Transportation

Transportation jokes

Car

What is the difference between runners and my car?

My car is still running.

Tire

What does an Asian say when his car tires burst on the highway?

"Some Ting Wheely Wong!"

Plane Ticket

If you give a man a plane ticket, he will fly for a couple of hours, but if you push a man out of a plane, he will fly for the rest of his life :)

People

Blind people driving on the highway would be the world's biggest, and shortest game of bumper cars!

Titanic

*Titanic was sinking.*

Passenger: Hey, captain, how far away are we?

Captain: Two miles.

Passenger: Which way are we going?

Captain: Down.

Yo mama

Yo mama is so fat, when she wore yellow, the kids thought they missed the bus.

Crush

My crush rejected me 2 years ago, and I still have never moved on.
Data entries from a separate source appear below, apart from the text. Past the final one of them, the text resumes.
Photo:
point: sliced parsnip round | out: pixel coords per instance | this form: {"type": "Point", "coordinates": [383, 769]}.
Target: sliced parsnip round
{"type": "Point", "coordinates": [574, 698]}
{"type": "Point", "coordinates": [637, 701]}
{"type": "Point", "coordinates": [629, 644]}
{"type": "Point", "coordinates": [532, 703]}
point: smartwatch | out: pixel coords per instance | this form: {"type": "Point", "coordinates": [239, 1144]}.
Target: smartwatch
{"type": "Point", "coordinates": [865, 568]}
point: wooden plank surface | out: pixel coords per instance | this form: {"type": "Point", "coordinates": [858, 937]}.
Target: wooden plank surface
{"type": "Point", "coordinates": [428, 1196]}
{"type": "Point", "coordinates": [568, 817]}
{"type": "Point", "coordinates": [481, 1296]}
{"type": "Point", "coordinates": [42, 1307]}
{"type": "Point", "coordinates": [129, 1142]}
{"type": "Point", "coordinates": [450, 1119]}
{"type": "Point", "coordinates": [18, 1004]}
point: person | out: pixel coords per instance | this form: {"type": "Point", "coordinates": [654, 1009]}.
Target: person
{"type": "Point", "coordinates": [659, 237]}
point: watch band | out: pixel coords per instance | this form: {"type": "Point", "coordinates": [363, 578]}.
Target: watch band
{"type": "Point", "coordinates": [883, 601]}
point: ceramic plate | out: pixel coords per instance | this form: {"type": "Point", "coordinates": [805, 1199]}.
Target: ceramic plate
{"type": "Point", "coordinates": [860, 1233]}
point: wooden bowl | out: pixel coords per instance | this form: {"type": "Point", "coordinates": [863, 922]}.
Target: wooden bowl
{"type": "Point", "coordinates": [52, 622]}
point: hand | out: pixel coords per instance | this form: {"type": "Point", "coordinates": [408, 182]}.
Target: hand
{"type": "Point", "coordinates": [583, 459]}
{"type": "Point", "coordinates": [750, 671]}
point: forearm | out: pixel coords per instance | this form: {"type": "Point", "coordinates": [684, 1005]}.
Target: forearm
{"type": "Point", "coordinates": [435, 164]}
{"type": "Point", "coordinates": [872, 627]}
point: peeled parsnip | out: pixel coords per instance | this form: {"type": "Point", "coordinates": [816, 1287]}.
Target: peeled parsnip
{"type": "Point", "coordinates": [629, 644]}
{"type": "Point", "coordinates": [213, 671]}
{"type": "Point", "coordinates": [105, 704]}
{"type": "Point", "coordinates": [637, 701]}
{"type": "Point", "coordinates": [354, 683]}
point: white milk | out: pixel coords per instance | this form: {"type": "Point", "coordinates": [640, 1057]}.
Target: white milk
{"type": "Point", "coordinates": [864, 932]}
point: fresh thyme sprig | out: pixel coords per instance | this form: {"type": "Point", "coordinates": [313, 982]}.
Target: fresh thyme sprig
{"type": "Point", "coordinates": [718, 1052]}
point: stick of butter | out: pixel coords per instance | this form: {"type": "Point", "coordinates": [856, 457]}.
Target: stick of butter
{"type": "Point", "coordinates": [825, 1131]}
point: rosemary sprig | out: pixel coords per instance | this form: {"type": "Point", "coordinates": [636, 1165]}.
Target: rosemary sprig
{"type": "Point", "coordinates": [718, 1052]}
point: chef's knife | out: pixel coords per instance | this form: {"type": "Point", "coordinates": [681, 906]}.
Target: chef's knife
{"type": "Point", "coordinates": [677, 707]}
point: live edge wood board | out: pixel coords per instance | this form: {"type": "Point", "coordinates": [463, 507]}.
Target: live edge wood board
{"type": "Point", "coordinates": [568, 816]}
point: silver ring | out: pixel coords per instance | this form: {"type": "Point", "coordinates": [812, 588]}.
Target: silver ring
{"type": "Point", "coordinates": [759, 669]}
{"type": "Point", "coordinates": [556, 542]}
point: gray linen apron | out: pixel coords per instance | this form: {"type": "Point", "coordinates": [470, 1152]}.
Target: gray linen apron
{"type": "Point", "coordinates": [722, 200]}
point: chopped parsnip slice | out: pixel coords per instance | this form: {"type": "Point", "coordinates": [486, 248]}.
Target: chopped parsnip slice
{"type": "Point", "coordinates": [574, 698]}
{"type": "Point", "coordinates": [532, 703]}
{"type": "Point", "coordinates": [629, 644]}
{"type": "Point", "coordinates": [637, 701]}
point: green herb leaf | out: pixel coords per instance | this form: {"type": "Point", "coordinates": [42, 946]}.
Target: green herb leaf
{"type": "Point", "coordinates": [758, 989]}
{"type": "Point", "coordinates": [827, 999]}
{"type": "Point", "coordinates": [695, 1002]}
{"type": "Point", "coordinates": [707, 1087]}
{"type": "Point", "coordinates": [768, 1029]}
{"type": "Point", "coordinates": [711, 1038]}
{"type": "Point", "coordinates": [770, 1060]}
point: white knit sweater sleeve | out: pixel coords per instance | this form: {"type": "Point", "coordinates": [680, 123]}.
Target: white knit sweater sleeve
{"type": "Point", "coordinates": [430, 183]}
I'll be over her when a train is over me.

Fly

What's the last thing to go through a fly's head as it hits the windshield of a car going 80 mph? Its butt.

Orphan

Most orphans were born on the highway. It’s where most accidents [happen].

Orange

Why couldn’t the orange cross the road? Because it ran out of juice.

Bike

Why couldn't the bike stand up by itself?

'Cause it was two tired!

Bus

Q: What’s yellow and can’t swim?

A: A bus full of children.

Difference

What is the difference between a hundred dead babies and a Ferrari?

I don't have a Ferrari in my garage!

Yo Momma

Yo momma's teeth so yellow, when she smiled at traffic, all the cars slowed down.

Girl

A girl in my class started barking, and I yelled out, "Furry!" Everyone started laughing at her, and I felt bad. After school, I asked to drive her home, and one the way there I apologized and then told her to count down from 10 - 1. Before she said one, I yelled, "THERE CAN BE ONLY ONE!" then I jumped out the car.